The Federal Reserve is expected to raise interest rates more than expected in 2022 as the U.S. economy grapples with soaring inflation and tough working conditions, Goldman Sachs analysts said in a note to investors on Sunday.

The Bank of Wall Street said it now expects four rate hikes, down from three in its previous projections. In addition, Goldman Sachs predicts that the Fed will begin to reduce the size of its balance sheet as early as July, reducing its holdings of nearly $ 9 trillion in bonds.

“The weaker labor market slowdown has made Fed officials more sensitive to the risks of upward inflation and less sensitive to the risks of downward growth,” said Goldman Sachs chief economist Jan Hatzius, according to CNBC. “We continue to see increases in March, June and September, and have now added an increase in December for a total of four in 2022.”
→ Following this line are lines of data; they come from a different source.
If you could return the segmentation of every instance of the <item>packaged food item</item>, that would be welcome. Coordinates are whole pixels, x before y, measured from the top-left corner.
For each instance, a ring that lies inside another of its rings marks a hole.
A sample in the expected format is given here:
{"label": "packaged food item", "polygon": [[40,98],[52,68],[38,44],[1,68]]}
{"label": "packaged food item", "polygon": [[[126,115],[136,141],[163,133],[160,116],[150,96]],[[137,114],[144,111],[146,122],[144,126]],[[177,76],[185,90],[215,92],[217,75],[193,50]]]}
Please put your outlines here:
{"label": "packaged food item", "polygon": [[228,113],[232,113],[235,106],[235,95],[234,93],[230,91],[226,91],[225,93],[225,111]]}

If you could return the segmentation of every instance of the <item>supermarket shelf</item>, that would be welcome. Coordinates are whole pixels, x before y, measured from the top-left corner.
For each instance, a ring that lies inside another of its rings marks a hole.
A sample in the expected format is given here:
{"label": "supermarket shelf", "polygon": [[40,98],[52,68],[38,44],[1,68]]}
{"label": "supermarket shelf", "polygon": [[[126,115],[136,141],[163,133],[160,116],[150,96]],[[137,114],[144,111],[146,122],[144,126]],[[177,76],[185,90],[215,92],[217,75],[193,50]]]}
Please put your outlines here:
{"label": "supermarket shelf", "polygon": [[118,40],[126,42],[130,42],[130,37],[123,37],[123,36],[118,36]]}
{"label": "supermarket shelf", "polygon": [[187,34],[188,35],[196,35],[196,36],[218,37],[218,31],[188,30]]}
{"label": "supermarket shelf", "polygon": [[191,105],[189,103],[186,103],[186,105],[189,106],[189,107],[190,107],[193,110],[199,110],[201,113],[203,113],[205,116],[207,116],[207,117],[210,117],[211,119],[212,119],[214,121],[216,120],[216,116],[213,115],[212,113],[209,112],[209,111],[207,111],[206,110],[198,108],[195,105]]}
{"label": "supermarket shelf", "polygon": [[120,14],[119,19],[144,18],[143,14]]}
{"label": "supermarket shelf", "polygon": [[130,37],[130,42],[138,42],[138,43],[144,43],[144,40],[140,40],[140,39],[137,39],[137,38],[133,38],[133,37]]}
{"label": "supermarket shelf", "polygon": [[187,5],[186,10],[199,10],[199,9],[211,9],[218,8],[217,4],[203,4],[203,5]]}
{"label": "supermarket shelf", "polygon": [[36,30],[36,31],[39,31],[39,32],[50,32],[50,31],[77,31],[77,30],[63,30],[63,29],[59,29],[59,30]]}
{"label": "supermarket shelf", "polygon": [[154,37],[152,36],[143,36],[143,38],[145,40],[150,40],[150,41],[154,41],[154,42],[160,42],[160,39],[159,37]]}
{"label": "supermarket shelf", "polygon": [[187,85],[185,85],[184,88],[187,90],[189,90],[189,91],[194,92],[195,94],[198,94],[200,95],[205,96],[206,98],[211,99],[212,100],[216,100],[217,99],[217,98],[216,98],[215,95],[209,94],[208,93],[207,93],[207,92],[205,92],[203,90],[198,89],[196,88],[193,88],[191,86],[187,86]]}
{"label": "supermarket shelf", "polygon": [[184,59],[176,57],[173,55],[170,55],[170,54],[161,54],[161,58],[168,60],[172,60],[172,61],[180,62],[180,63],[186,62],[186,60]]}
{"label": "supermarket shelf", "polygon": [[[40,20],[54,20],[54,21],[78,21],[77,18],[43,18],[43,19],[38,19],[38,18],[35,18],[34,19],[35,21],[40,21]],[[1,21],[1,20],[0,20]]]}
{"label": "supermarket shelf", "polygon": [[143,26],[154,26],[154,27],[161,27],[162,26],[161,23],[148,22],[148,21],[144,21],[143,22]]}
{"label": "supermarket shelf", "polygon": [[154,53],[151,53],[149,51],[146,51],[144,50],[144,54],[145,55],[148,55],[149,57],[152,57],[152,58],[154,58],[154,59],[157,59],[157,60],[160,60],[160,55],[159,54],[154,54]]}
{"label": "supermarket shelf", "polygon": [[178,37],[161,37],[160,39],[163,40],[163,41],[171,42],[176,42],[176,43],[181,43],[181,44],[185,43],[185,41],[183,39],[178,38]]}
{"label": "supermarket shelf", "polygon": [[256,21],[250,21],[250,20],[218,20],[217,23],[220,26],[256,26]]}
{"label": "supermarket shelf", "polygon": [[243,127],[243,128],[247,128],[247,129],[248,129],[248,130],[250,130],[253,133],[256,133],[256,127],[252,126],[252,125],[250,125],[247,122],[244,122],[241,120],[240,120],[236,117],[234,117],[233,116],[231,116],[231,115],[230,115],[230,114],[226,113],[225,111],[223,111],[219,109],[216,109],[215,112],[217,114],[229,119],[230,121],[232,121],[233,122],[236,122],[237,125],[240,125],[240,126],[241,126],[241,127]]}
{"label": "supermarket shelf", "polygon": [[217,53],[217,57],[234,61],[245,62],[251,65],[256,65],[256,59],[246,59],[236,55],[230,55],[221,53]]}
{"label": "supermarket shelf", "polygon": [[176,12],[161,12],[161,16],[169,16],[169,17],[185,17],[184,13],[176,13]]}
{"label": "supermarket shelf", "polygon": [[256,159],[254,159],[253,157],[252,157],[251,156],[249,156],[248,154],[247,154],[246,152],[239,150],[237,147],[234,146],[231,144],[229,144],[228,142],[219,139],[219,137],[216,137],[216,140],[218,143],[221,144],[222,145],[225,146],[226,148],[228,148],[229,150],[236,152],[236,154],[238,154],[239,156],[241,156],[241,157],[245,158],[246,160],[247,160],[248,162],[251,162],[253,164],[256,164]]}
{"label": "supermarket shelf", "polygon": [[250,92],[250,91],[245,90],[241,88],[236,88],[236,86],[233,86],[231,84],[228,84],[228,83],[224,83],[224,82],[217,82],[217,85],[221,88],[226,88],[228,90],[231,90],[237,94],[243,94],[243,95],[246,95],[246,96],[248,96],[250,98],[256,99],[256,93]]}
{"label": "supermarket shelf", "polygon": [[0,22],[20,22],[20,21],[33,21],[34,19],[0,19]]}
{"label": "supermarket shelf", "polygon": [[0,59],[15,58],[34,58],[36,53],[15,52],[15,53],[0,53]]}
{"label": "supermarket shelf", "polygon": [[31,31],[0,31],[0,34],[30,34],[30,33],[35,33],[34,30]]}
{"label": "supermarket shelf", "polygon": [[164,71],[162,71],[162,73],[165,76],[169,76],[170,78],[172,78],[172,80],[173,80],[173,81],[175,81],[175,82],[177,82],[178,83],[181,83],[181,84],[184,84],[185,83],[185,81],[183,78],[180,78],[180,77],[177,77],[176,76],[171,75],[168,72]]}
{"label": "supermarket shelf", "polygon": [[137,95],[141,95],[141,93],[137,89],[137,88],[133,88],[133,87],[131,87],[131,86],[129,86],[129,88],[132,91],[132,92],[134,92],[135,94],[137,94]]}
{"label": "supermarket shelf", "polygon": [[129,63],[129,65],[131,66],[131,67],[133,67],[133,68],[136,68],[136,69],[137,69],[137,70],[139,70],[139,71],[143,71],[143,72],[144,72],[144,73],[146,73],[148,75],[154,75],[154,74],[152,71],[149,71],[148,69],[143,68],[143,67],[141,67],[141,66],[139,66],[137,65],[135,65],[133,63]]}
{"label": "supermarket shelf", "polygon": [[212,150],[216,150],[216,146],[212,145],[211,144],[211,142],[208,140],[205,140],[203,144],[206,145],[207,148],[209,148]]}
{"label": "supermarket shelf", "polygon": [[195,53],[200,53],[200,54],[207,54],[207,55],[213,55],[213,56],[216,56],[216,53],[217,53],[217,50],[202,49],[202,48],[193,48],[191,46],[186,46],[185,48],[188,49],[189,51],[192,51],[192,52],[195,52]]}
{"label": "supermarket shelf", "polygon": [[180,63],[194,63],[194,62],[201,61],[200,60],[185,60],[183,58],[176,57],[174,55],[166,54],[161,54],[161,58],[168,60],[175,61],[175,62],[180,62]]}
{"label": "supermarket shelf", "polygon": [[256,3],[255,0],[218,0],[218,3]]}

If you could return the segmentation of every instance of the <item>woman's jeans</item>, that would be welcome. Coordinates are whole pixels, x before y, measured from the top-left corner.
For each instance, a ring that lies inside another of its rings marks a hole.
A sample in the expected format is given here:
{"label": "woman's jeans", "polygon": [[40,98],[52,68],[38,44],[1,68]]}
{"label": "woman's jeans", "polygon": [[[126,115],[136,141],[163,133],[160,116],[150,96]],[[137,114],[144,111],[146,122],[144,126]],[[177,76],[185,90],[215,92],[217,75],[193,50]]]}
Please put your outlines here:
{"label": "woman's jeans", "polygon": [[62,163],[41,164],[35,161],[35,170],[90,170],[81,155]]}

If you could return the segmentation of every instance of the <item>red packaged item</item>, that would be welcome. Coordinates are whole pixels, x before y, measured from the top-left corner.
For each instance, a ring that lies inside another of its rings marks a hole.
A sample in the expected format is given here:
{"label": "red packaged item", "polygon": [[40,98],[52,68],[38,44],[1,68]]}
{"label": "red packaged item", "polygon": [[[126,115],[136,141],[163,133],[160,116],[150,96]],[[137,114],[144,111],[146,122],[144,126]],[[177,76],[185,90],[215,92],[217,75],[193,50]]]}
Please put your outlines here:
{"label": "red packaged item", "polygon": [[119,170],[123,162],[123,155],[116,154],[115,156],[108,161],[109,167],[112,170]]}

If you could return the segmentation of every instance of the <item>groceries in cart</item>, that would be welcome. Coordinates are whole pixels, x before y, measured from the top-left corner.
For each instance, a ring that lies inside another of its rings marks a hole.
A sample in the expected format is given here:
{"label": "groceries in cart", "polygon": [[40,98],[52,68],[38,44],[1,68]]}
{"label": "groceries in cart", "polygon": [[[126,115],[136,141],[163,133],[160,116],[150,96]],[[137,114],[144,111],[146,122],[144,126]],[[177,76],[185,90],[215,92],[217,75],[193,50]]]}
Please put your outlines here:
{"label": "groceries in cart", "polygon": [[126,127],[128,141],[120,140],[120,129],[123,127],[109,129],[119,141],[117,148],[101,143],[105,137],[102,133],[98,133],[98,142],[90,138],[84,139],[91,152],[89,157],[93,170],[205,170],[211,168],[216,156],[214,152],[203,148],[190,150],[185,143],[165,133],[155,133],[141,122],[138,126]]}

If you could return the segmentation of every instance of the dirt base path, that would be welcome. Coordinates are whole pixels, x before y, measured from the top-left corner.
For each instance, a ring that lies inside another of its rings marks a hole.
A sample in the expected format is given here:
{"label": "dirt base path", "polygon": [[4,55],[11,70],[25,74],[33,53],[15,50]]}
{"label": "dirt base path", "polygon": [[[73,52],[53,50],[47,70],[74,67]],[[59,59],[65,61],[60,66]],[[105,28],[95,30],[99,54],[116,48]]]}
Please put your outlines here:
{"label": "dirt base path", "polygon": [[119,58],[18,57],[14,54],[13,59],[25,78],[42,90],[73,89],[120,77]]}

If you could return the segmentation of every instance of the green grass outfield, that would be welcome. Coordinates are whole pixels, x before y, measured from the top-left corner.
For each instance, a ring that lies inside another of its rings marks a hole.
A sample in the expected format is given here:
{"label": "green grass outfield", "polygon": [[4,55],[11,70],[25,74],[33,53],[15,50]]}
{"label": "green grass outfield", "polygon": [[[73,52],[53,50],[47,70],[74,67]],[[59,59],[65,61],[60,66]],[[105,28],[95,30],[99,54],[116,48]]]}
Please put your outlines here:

Goldman revised its outlook just days before the Bureau of Labor Statistics released updated data for the Consumer Price Index, a key indicator of inflation. The consumer price index is expected to post a 7.1% year-over-year increase when data for December is released on Wednesday, according to Dow Jones.

This figure would mark the largest annual peak in four decades.
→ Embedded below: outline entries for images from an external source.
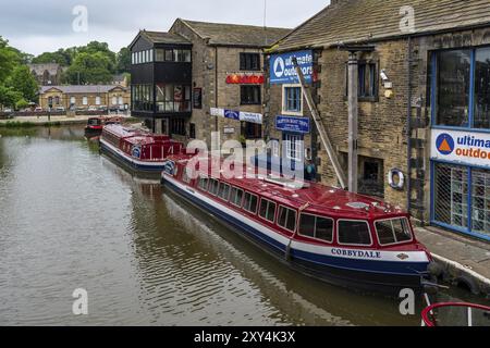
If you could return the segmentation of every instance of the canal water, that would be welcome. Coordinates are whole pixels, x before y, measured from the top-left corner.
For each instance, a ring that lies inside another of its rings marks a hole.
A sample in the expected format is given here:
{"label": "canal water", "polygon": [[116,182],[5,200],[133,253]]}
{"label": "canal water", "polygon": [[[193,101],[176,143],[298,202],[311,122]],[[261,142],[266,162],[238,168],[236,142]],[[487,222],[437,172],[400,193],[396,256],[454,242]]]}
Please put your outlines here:
{"label": "canal water", "polygon": [[81,127],[0,128],[0,325],[420,324],[399,307],[284,268]]}

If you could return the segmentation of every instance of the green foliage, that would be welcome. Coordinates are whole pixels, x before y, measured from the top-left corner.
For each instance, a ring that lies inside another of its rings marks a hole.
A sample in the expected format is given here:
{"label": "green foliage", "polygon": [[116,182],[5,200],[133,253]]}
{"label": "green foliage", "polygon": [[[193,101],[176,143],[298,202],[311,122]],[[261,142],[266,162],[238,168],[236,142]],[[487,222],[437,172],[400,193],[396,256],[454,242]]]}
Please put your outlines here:
{"label": "green foliage", "polygon": [[35,101],[39,90],[36,79],[26,65],[17,65],[13,69],[7,86],[22,92],[23,98],[27,101]]}

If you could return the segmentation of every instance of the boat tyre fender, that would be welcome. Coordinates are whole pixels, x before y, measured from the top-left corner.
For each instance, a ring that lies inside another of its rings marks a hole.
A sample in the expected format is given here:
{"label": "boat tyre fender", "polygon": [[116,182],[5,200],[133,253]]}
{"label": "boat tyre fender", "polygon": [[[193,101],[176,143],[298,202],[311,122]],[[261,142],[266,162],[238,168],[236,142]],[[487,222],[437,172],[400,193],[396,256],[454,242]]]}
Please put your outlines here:
{"label": "boat tyre fender", "polygon": [[[399,182],[395,183],[395,176],[399,177]],[[388,183],[390,184],[390,187],[396,190],[403,190],[405,187],[405,174],[399,169],[393,169],[388,174]]]}

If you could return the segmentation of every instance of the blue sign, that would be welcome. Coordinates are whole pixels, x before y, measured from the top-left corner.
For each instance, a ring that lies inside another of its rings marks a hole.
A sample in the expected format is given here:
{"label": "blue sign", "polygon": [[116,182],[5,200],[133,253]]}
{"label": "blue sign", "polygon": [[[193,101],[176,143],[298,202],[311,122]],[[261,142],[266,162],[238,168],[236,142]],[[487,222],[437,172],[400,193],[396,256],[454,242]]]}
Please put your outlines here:
{"label": "blue sign", "polygon": [[224,117],[240,121],[240,112],[233,110],[224,110]]}
{"label": "blue sign", "polygon": [[282,132],[309,134],[311,132],[311,123],[309,117],[277,116],[275,128]]}
{"label": "blue sign", "polygon": [[272,54],[270,58],[270,83],[271,85],[297,84],[296,70],[293,58],[297,59],[306,83],[313,82],[313,51],[298,51],[283,54]]}
{"label": "blue sign", "polygon": [[454,151],[454,139],[449,134],[441,134],[436,140],[438,151],[443,156],[450,156]]}

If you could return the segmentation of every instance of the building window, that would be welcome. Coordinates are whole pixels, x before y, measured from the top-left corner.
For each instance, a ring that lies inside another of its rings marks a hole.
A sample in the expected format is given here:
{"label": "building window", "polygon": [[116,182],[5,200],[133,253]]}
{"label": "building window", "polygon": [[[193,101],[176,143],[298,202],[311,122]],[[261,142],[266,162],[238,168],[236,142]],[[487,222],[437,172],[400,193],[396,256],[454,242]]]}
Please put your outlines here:
{"label": "building window", "polygon": [[185,136],[187,133],[185,132],[185,120],[183,119],[174,119],[170,120],[170,128],[172,134]]}
{"label": "building window", "polygon": [[359,163],[363,171],[359,177],[359,192],[384,198],[384,161],[359,157]]}
{"label": "building window", "polygon": [[166,62],[173,62],[173,50],[166,50]]}
{"label": "building window", "polygon": [[297,134],[284,134],[285,156],[289,160],[303,161],[303,136]]}
{"label": "building window", "polygon": [[490,129],[490,47],[476,51],[475,128]]}
{"label": "building window", "polygon": [[432,63],[434,125],[490,129],[490,48],[436,52]]}
{"label": "building window", "polygon": [[[372,62],[358,61],[357,96],[363,100],[378,98],[378,69]],[[345,67],[345,96],[348,97],[348,65]]]}
{"label": "building window", "polygon": [[191,86],[157,84],[157,112],[191,112]]}
{"label": "building window", "polygon": [[242,105],[259,105],[261,102],[260,86],[241,86]]}
{"label": "building window", "polygon": [[155,61],[164,62],[166,61],[166,50],[159,48],[155,50]]}
{"label": "building window", "polygon": [[243,122],[242,135],[246,139],[261,139],[262,138],[262,125],[258,123]]}
{"label": "building window", "polygon": [[303,113],[303,90],[298,86],[283,86],[283,113]]}
{"label": "building window", "polygon": [[454,127],[469,125],[469,50],[438,53],[437,124]]}
{"label": "building window", "polygon": [[260,71],[259,53],[240,53],[241,71]]}

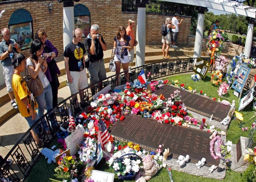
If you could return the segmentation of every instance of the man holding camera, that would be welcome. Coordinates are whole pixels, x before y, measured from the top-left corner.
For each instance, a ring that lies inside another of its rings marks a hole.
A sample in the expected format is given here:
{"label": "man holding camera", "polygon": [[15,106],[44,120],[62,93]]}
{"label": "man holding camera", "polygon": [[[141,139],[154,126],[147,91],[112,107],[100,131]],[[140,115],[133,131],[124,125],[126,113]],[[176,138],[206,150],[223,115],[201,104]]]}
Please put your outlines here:
{"label": "man holding camera", "polygon": [[14,39],[10,39],[10,30],[8,28],[4,28],[1,31],[3,40],[0,42],[0,60],[4,67],[4,75],[5,80],[11,106],[15,109],[18,105],[14,100],[14,93],[11,80],[14,73],[14,68],[11,64],[11,59],[14,53],[20,52],[20,48]]}
{"label": "man holding camera", "polygon": [[[88,54],[89,66],[87,70],[90,84],[107,77],[103,59],[103,51],[107,50],[107,45],[102,36],[98,34],[99,30],[99,27],[97,25],[93,25],[91,27],[90,33],[84,40],[84,45]],[[99,91],[102,89],[102,82],[98,85]]]}
{"label": "man holding camera", "polygon": [[182,17],[181,18],[181,22],[179,22],[180,20],[178,20],[178,18],[180,16],[180,14],[176,13],[174,14],[174,16],[172,18],[172,22],[173,25],[175,27],[175,29],[172,29],[172,36],[171,36],[171,46],[173,48],[177,48],[178,47],[177,46],[175,45],[175,43],[177,41],[177,39],[178,38],[179,26],[181,25],[184,19],[184,18]]}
A rate hike would be the Federal Reserve’s first since the pandemic began in March 2020.
Andrew Harnik/AP

So far, Federal Reserve officials have indicated they plan to hike interest rates three times in 2022. The central bank’s plan to tighten monetary policy, after months of policy adoption aimed at supporting the U.S. economy during COVID-19, has scared investors of late. days.

A rate hike would be the Fed’s first since the pandemic began in March 2020. The current fed funds rate is 0% to 0.25%.

The minutes of the Federal Reserve’s FOMC meeting in December indicated that officials may raise interest rates faster than expected this year due to difficult working conditions. The December jobs report showed an employment rate of just 3.9%, in line with what the Fed considers “maximum employment”.

Goldman Sachs predicts that the Fed will also begin to reduce its holdings of nearly $ 9 trillion in bonds as early as July.
Andrew Kelly/REUTERS

Deutsche Bank is also forecasting four rate hikes in 2022, citing data from the latest jobs report, according to Archyde.com.